Internal struggle brews over WJC shakeup, restitution

NEW YORK — Many say they saw it coming.

As the crusade for Holocaust restitution shifts from politics to the logistics of doling out payments, jockeying has begun over how to spend what may be hundreds of millions of dollars in as-yet unallocated funds.

Indeed, some observers suggest the question may be connected with the current power struggle atop the World Jewish Congress, a key player in the whole restitution odyssey.

With the WJC shakeup and disagreements over which issues the organization should now champion, it has raised the question of how to financially support whatever the new focus becomes.

Thus, attention has turned to the portion of the roughly $11 billion in restitution funds from Europe that is not specifically earmarked for survivors.

The WJC will not have sole — or even primary — control over the allocation of those funds, but key players at the WJC are involved with the Claims Conference, where much of the debate will play itself out.

"The irony is that when all these Jewish groups got together to fight for restitution, they were united against a common enemy and things were going beautifully," said an American Jewish leader close to the proceedings. "But as soon as they saw money on the tip of the horizon, and coming in, they started fighting for control of who'll give it out."

Elan Steinberg, the group's outgoing executive director, rejected any linkage.

The fate of unallocated restitution assets "is an important one to be addressed, but it certainly has no relationship with the restructuring at the World Jewish Congress," said Steinberg, who will be leaving the group March 1 and assume the lay post of executive vice president.

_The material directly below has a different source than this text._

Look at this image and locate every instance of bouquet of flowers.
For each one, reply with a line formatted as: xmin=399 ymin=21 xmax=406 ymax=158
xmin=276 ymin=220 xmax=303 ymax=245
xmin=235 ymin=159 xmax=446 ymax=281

"Let's understand it: nearly all the funds are earmarked in one way or another. So only a very small fraction of the total recovery will be available."

Still, Steinberg noted, that may total hundreds of millions.

And the dispute may boil down to a question that's been brewing for years: What is the best way to spend the "residual" funds in the interests of the Jewish people?

Is it to underwrite pro-Israel activities, or Jewish education and identity-building in the Diaspora, or a combination of both?

From survivors, the response is unequivocal: neither.

"As a group, Holocaust survivors are the strongest supporters of Israel," said Roman Kent, the longtime chairman of the American Gathering of Jewish Holocaust Survivors.

"But I don't want to be involved in any philosophical discussion about for what purpose this money should be used. This money does not belong to Israel. It doesn't belong to the Jewish community," Kent said. "It belongs to the tens of thousands of needy survivors around the world who are not being helped enough, by the Jewish community or anyone else."

Others, however, strongly believe that any leftover funds should be used to strengthen the Jewish people as a whole as a response to the Nazis' attempt to destroy the Jewish people.

Within the past half-century, there has been a dizzying array of reparations, particularly from the Germans and Austrians.

Since 1952, the German government has disbursed some $47 billion in pensions to hundreds of thousands of survivors world-wide; the Israeli government is responsible for delivering these checks to survivors living in the Jewish state.

But restitution kicked into high gear in the 1990s.

Led by groups like the WJC, the Claims Conference and their allies, the Jewish world has won a number of important victories to gain "a measure of justice" for Holocaust victims and survivors:

According to Steinberg, they include billions of dollars of settlements and claims from banks, insurers and funds.

Heirs had until late 1992 to claim the erstwhile, Jewish-owned property; the Claims Conference was then named "successor organization" and entrusted to sell the property.

The conference has so far sold off some 50 to 60 percent of the assets, starting with the most valuable.

The conference allotted 80 percent of the revenues to institutions and agencies that care for needy Holocaust survivors, conference spokeswoman Hillary Kessler-Godin said.

The remaining 20 percent went toward Holocaust research, education and documentation. The conference was, for example, a main funder of an expansion and the new archives and library buildings at Yad Vashem.

To date, the Claims Conference has disbursed about $500 million in grants, Kessler-Godin said.

The balance is held in a "Goodwill Fund," which pays out to owners or heirs who did not file claims by the German-mandated deadline of Dec. 31, 1992, and is set aside for future needs for survivors, she said.

"The funds that we have are not nearly enough to provide for the needs of every organization that applies," she said.

All the talk of "billions" causes heartache for survivors, say advocates, partly because they feel they are not receiving a satisfactory portion of it, partly because the public thinks they are.

"The glitter of gold being depicted by the media is so obscene, it makes the average person on the street believe that every survivor is now a millionaire," Kent said.